HUNTINGTON, W.Va. (WOWK) – The Boy Scout motto is “be prepared.” So when it comes to emergency situations having blood on-hand is necessary.
Raisa Wheeler oversees what’s being called “the blood project.” She’s the Director of Emergency Medical Services at the World Scout Jamboree in Fayette County, West Virginia. She’s making sure there is a supply of blood in the event of an emergency.
“This is a very big deal for all of this to happen,” Wheeler said. “It’s extremely crucial, God forbid, we do have a significant injury.”
It’s such a big deal a National Guard Blackhawk helicopter was called into action. This is the first time the World Scout Jamboree will have a blood supply on standby.
“If the situation is that bad, they do have a really good potential to have massive blood loss,” Wheeler said. “You can bleed out in six minutes.”
The World Scout Jamboree is a high-adventure camp that includes mountain biking, hiking, and ATV riding. With 11,000 acres of remote, forested area and more than 50,000 people, access to blood can mean life or death.
It’s taken a team of people to make sure the blood stays safe and can be returned if it isn’t used. Dominique Wong is a physician and the medical director of EMS at the jamboree and explains why having a blood supply is so important.

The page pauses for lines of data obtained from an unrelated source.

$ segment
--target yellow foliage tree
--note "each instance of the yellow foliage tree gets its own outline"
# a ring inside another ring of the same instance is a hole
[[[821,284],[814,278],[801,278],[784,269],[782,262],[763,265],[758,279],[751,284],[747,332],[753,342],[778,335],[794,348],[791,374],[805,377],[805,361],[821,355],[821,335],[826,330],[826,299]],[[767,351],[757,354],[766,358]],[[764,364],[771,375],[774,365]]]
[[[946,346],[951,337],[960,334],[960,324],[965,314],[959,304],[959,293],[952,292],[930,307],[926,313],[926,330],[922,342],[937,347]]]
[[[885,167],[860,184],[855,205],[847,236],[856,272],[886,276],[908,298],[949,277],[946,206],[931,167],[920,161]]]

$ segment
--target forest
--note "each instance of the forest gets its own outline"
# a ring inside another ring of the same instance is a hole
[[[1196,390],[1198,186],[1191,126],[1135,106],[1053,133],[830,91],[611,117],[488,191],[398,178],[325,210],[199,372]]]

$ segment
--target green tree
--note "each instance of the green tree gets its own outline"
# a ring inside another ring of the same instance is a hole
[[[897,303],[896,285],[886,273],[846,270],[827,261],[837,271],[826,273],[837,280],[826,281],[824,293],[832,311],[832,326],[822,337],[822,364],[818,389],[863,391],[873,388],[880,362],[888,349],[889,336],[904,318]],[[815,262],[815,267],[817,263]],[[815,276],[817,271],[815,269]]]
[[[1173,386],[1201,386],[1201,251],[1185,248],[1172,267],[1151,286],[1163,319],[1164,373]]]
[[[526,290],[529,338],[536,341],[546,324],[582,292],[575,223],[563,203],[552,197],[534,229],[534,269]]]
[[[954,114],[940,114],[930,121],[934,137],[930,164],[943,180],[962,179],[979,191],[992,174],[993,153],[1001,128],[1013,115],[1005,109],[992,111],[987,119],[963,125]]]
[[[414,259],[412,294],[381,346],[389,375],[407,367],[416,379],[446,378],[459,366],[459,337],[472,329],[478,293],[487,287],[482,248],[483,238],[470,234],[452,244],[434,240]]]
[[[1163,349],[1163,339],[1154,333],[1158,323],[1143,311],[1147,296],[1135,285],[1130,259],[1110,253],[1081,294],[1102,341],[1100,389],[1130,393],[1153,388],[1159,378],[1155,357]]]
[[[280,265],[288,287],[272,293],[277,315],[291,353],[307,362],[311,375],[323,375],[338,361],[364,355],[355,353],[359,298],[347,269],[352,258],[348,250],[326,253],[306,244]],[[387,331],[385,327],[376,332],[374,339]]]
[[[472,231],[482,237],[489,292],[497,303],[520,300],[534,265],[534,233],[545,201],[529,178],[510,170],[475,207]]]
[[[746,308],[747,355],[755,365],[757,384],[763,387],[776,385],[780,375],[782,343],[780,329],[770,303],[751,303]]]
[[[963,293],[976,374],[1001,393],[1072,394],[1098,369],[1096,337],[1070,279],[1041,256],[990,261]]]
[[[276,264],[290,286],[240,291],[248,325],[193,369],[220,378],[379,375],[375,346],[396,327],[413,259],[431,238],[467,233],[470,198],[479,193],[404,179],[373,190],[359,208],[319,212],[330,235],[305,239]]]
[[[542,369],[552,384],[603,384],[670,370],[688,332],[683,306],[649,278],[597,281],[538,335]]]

“Since it’s such a time-sensitive issue, and the summit is in such a remote area, we thought it was necessary to have these resources available, close,” Wong said.
Gratitude for the blood supply was also shown and, of course, it was done in boy scout fashion.
“In return,” Wong said. “The summit held their own blood drive as a sort of thank you to say, ‘Hey, thanks for helping us out with this blood product.'”
There are 30 medical facilities at the World Scout Jamboree. 10 of those are open 24/7. The Jamboree Medical Services has a staff of approximately 450 medical volunteers on site.
The blood was donated by Cabell Huntington Hospital and St. Mary’s Medical Center.